September 19th is “Talk Like a Pirate Day” (a tradition started by humor columnist Dave Barry). So to honor this momentous occasion, I’d like to share a review of one of my favorite children’s picture books about pirates.
“Edward and the Pirates” is such a great title for a children’s picture book. (This book was a “Publisher’s Weekly” bestseller!) And David McPhail more than lives up to it. McPhail had already written more than 40 children’s books, including three about a troubled little boy named Edward. The boy first appeared in “Santa’s Book of Names,” but in this first sequel he’s meeting a more exciting character – pirates! (And his next adventure would be “Edward in the Jungle”…)
McPhail writes and illustrates the books – but fortunately, he’s good at both! There’s a great illustration on the title page of a moonlit ocean and a shadowy chest of doubloons (with a skull and crossbones on its side). But all the illustrations are gorgeous. There’s a ship on an aqua sea, and a drawing of rolling waves swamping the boat as Edward struggles at it’s wheel. They add a lot to the book, and some of the drawings even look like oil paintings – even if it’s just Edward at his breakfast table!
“Once Edward learned to read, there was no stopping him,” McPhail writes. It’s a nice segue from the first book (in which Edward couldn’t read until after a magical meeting with Santa). Now he’s reading cereal boxes at the breakfast table, and “seed catalogs that arrived on the coldest day of winter.” But especially…books! And it seems appropriate that as Edward discovers the joy of reading, he’s drawn with some suitable wonderful illustrations. The library has now become Edward’s favorite place, and McPhail adds that Edward “especially liked stories of adventures…”

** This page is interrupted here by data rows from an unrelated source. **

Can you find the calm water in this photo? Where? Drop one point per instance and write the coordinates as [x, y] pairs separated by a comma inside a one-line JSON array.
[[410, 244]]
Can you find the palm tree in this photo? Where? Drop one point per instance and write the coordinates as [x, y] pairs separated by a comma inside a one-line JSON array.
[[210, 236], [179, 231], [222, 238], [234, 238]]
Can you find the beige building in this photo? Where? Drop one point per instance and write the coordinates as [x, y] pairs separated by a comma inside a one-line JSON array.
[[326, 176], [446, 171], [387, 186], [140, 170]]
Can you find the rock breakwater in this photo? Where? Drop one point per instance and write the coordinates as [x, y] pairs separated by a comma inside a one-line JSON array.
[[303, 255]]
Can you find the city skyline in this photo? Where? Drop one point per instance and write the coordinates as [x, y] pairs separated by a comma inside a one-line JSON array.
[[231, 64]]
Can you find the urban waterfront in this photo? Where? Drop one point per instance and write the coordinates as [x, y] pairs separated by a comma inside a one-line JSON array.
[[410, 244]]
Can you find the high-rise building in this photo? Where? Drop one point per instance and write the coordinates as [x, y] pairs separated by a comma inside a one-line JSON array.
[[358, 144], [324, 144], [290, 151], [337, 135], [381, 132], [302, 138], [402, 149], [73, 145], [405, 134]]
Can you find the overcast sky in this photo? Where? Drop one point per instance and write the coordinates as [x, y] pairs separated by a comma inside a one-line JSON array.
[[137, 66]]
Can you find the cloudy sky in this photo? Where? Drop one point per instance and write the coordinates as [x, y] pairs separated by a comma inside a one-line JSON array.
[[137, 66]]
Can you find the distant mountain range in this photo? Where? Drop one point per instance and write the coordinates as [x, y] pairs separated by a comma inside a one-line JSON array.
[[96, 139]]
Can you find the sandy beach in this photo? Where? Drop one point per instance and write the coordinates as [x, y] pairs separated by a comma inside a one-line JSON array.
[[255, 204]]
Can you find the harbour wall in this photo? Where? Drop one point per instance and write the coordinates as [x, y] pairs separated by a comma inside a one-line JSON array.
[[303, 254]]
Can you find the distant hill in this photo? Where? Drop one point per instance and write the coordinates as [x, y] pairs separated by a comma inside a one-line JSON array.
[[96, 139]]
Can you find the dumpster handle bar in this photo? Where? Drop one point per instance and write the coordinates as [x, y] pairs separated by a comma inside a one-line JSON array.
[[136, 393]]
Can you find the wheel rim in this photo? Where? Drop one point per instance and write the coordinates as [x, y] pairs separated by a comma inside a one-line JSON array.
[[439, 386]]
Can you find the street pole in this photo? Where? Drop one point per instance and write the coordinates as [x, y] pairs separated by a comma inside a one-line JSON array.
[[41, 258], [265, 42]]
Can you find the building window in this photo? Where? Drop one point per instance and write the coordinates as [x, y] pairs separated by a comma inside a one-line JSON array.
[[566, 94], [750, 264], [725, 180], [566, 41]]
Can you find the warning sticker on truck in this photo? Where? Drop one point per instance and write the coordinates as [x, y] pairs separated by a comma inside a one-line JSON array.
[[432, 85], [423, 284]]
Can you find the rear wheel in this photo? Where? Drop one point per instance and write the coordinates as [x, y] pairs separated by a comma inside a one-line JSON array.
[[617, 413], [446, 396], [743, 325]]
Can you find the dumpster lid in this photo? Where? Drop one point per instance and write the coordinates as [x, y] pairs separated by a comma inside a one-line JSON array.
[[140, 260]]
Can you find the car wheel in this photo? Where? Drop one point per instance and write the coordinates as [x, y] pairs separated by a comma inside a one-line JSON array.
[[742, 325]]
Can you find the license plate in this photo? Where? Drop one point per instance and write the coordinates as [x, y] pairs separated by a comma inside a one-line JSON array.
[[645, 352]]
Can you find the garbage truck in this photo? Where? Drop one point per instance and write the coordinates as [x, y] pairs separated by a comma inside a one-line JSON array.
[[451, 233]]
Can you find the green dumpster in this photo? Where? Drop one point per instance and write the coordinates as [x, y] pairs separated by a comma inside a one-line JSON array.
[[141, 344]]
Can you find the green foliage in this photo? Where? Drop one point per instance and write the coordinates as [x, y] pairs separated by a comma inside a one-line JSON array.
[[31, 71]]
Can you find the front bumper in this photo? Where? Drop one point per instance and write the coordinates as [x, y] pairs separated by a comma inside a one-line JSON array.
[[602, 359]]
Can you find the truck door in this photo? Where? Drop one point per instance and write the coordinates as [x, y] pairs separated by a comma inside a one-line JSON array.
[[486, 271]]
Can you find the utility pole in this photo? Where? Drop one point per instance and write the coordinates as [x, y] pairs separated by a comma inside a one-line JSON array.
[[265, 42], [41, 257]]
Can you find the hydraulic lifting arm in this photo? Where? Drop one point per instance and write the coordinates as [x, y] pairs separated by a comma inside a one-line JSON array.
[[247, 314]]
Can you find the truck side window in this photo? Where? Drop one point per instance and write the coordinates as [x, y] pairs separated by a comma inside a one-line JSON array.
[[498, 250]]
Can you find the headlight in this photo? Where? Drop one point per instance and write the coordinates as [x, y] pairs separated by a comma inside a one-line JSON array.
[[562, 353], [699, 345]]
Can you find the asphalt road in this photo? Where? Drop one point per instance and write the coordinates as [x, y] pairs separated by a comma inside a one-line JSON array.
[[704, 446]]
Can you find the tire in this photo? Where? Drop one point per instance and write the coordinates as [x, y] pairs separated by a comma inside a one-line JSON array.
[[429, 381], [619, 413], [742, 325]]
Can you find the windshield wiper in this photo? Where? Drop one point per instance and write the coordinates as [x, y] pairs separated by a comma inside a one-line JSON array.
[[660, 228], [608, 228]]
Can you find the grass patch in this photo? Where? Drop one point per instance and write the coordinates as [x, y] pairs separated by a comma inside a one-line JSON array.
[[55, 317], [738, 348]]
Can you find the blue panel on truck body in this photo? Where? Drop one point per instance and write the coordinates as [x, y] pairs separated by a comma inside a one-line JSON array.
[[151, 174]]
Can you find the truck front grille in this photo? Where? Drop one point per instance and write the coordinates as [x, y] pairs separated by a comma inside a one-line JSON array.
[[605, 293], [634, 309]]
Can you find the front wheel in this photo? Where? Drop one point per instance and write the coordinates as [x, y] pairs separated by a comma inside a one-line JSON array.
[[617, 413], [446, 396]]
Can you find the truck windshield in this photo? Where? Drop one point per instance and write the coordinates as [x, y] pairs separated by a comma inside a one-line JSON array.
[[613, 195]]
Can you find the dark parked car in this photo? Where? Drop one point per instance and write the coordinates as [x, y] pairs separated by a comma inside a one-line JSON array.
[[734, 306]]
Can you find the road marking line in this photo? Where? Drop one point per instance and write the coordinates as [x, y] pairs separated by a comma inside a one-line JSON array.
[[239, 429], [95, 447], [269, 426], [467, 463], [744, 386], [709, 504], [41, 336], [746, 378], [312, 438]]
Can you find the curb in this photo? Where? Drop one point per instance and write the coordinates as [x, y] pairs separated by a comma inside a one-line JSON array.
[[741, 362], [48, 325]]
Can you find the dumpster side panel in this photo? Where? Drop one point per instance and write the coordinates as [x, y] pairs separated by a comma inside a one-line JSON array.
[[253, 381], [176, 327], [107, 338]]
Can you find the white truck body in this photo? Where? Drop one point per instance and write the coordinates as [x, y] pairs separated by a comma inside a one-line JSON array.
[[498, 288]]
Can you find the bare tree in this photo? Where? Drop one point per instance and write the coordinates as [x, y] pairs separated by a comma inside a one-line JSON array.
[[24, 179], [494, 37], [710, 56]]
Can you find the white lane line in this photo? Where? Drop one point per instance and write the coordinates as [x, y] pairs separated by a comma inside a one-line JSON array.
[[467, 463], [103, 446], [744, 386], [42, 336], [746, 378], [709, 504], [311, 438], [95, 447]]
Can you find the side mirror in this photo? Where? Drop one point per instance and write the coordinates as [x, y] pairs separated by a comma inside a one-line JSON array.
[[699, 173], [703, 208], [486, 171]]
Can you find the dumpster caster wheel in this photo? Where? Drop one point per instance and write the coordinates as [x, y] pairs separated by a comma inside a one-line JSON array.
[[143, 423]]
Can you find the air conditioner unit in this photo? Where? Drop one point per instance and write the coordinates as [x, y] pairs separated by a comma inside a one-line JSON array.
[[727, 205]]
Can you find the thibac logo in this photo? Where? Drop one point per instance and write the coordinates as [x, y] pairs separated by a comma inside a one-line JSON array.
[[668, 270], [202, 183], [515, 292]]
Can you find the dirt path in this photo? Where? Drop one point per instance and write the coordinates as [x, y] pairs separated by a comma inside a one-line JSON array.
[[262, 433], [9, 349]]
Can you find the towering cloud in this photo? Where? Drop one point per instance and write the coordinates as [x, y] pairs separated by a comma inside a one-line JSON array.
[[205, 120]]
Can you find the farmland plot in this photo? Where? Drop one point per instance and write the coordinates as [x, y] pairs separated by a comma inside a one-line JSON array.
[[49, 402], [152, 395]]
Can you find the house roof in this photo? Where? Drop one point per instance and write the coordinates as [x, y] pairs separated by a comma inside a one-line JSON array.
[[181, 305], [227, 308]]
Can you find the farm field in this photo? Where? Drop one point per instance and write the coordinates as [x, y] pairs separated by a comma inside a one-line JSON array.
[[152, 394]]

Edward imagines himself rescuing Robin Hood, or traveling by dog sled to the North Pole. Once he even imagines he sees real dinosaurs outside his window. And as he’s reading a book about pirates, pirates gradually start to appear. McPhail makes a seamless transition, showing the ocean itself rolling up to Edward’s bed (where he’s deeply engrossed in the book). Pirates want to borrow it – since it tells where their treasure was buried. But Edward refuses, since he’s already checked out the book on his library card.
In his bedroom, the pirates threaten him, until his mom arrives on a white horse and later his father with a bow and arrow. “I don’t think they meant any harm,” says Edward politely. “They only came for this book.” There’s a beautiful drawing of the lagoon under a silvery sky, with the window of Edward’s room in the foreground. Unfortunately, the pirates aren’t able to find their treasure with the book after all.
Because unlike Edward, they’re not able to read!